Sin añadir una palabra, se alejó de él y bajó a su camarote.

Tras la madera tallada de la puerta de las estancias del capitán, los dragones estaban inquietos.
Drogon
alzó la cabeza y chilló; un humo blancuzco le salió de las fosas nasales.
Viserion
aleteó hacia ella y trató de posarse sobre su hombro, como hacía cuando era más pequeño.

—No —dijo Dany al tiempo que trataba de sacudírselo con suavidad—. Ya eres demasiado grande para eso, cariño.

Pero el dragón le enroscó en torno al brazo la cola blanca y dorada, y le clavó las garras en la tela de la manga para afianzarse. Dany, impotente, se dejó caer en el sillón de cuero de Groleo entre risas.

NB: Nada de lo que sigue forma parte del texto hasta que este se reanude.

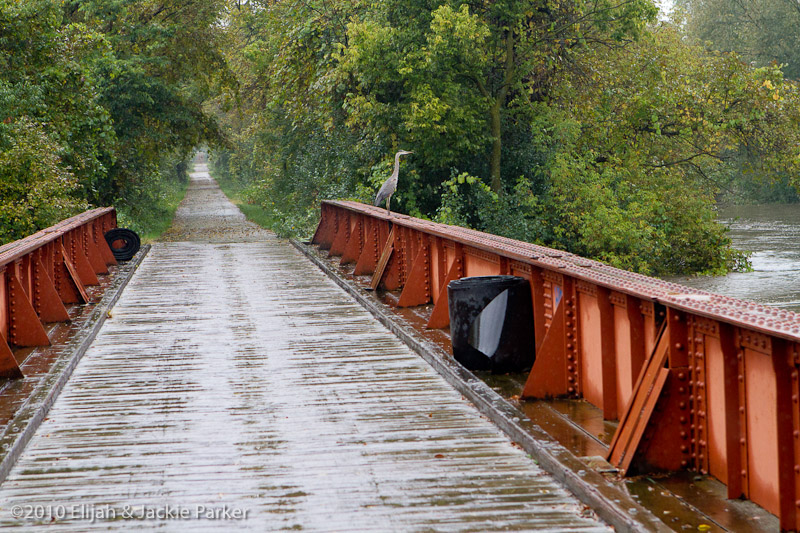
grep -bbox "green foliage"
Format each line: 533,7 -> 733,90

—Han estado como locos desde que os marchasteis,
khaleesi
—le dijo Irri—.
Viserion
ha arrancado astillas de la puerta, ¿veis? Y
Drogon
trató de escapar cuando los traficantes de esclavos vinieron a verlos. Lo agarré por la cola para retenerlo y me mordió. —Mostró a Dany las marcas de los dientes que tenía en la mano.

—¿Alguno de los tres trató de lanzar fuego para escapar? —Aquello era lo que más temía.

—No,
khaleesi
.
Drogon
lanzó fuego, pero al aire. A los traficantes de esclavos les dio miedo acercarse a él.

Dany besó la mano de Irri allí donde el dragón la había mordido.

—Siento que te haya hecho daño. Los dragones no nacieron para que los encerraran en un camarote tan pequeño.

—En eso los dragones son como los caballos —dijo Irri—. Y también los jinetes. Los caballos relinchan en la bodega,
khaleesi
, y dan coces en los mamparos de madera. Los oigo todo el tiempo. Además, Jhiqui dice que, cuando estáis ausente, las ancianas y los niños lloran. No les gusta este carro de las aguas. No les gusta el mar de sal negra.